The dragon spoke knowingly of other lands where men walked on their heads instead of feet. Of lands down beneath the sea where the bells rang in underwater churches with each passing wave. It taught Artos riddles and their answers, like
As round as an apple, as deep as a cup,
And all the king’s horses can’t pull it up,
which was a well, of course.
And it sang him ballads from the prickly, gorse-covered land of the Scots who ran naked and screaming into battle. And songs from the cold, icy Norsemen who prowled in their dragon ships. And love songs from the silk-and-honey lands of Araby.
And once the dragon taught him a trick with pots and jewels, clanking and creaking noisily all the while, its huge foot mixing up the pots till Artos’s head fair ached to know under which one lay the emerald as big as an egg. An
d that game he had used later with Lancot and Bedvere and Cai and won from them a number of gold coins till they threatened him. With his promised new sword he might have beaten them, but not with his bare hands. So he used a small man’s wiles to trick them once again, picked up the winnings, and left them grumbling over the cups and peas he had used for the game.
And so day by day, week by week, month by month, Artos gained wisdom.
It took three tries and seven months before Artos had his sword. Each new steel had something unacceptable about it. The first had a hilt that did not sit comfortably in his hand. Bedvere claimed it instead, and Magnus Pieter was so pleased with the coins Sir Bedvere paid it was weeks before he was ready to work another. Instead he shoed horses, made latches, and built a gigantic candelabrum for the dining room to Lady Marion’s specifications.
The second sword had a strange crossbar that the smith swore would help protect the hand. Artos thought the sword unbalanced but Cai, who prized newness over all things, insisted that he wanted that blade. Again Magnus Pieter was pleased enough to spend the weeks following making farm implements like plowshares and hoes.

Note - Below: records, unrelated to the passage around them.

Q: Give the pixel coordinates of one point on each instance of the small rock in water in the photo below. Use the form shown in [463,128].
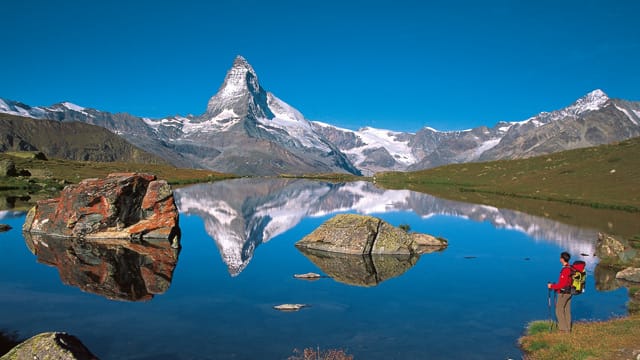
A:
[307,276]
[290,307]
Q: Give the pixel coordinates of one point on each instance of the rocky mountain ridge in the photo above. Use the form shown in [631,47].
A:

The third sword was still bright with its tempering when Lancot claimed it.
“Cai and Bedvere have new swords,” Lancot said, his handsome face drawn down with longing. He reached his hand out.
Artos, who had been standing in the shadows of the smithy, was about to say something when Old Linn hobbled in. His mouth and hair spoke of a lingering illness, both being yellowed and lifeless. But his voice was strong.
“You were always a man true to his word,” he reminded the smith.
“And true to my swords,” said Magnus Pieter, pleased with the play.
Artos stepped from the shadows then and held out his hand. The smith put the sword in it and Artos turned it this way and that to catch the light. The watering on the blade made a strange pattern that looked like the flame from a dragon’s mouth. It sat well and balanced in his hand.